Ich weis, ich hätte es etwas früher ankündigen müssen, da erst gestern hat sich  die konkrete Startzeit ergeben.

Also wer nicht beim morgigen Mara (keine trails ) in Leutershausen mitfährt und stattdessen lieber Trails fährt, ist hier richtig.

Ray


----------



## easymtbiker (15. September 2007)

spontan? also von grossmeister tobsn weiss ich schon länger, das die tour ansteht 

hab leider heute keine zeit und bin verkatert und komme ein ander mal mit, viel spass!


----------



## MTB-News.de




----------



## rayc (15. September 2007)

easymtbiker schrieb:


> spontan? also von grossmeister tobsn weiss ich schon länger, das die tour ansteht
> 
> hab leider heute keine zeit und bin verkatert und komme ein ander mal mit, viel spass!



 Du hast recht  

Nur die Uhrzeit ist spontan, da der großmeister tobsn keine anderen Pfälzer mitbringt, fahren wir jetzt um 13:00.
Eine kleine Gruppe ist einfach schneller.

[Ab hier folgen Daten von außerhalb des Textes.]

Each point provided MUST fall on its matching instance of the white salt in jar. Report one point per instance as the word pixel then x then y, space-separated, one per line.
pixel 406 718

Ich hätte es hier nur früher posten sollen.

Dir wünsche ich viel Spass beim Mara morgen.
Das dieser Mara mir nicht gefällt, ist wohl angekommen 
Ich stehe halt nicht auf nur Schotterpisten.

Ray


----------



## sharky (15. September 2007)

klingt sehr interessant, stell doch sowas mal vorab ein, für mich mit weiter anreise ist mit so spontan eine teilnahme leider net möglich


----------



## rayc (15. September 2007)

sharky schrieb:


> klingt sehr interessant, stell doch sowas mal vorab ein, für mich mit weiter anreise ist mit so spontan eine teilnahme leider net möglich



Ja ich weis, ich habe es gestern Abend einfach vergessen zu posten.

Vielleicht klappt es ein anderes mal.

Wir fahren regelmässig jeden Samstag, ab der Villa in Jugenheim. Meistens um 14:00 dann mit 1300-1500 Hm bei 4-5 Stunden Tourdauer.

Ray


----------



## Tobsn (16. September 2007)

YO, war mal wieder ne geile Tour.    

Auch wenn ich von den letzten Abfahrten kaum mehr was mitbekommen hab.  
Beim Autofahren war es dann fast noch schlimmer, hab immer nach der nächsten Möglichkeit rechts anzuhalten Ausschau gehalten.
Komischer Weise ging es mir mit Überfahren der Landesgrenze wieder besser. Lag wohl an der Hessischen Luft.  

Gruß 

Tobias


----------



## rayc (16. September 2007)

Schön das es dir gefallen hat.

Das mit den Kopfschmerzen war natürlich nicht so toll.
Kenne das leider auch  

Also, nächstes mal das eigene Blut weniger stark verdünnen  

Ich hoffe die Vorhersage von http://www.wetterzentrale.de/topkarten/fsavneur.html trifft zu.
Regen am Dienstag und freitag und ansonsten trocken.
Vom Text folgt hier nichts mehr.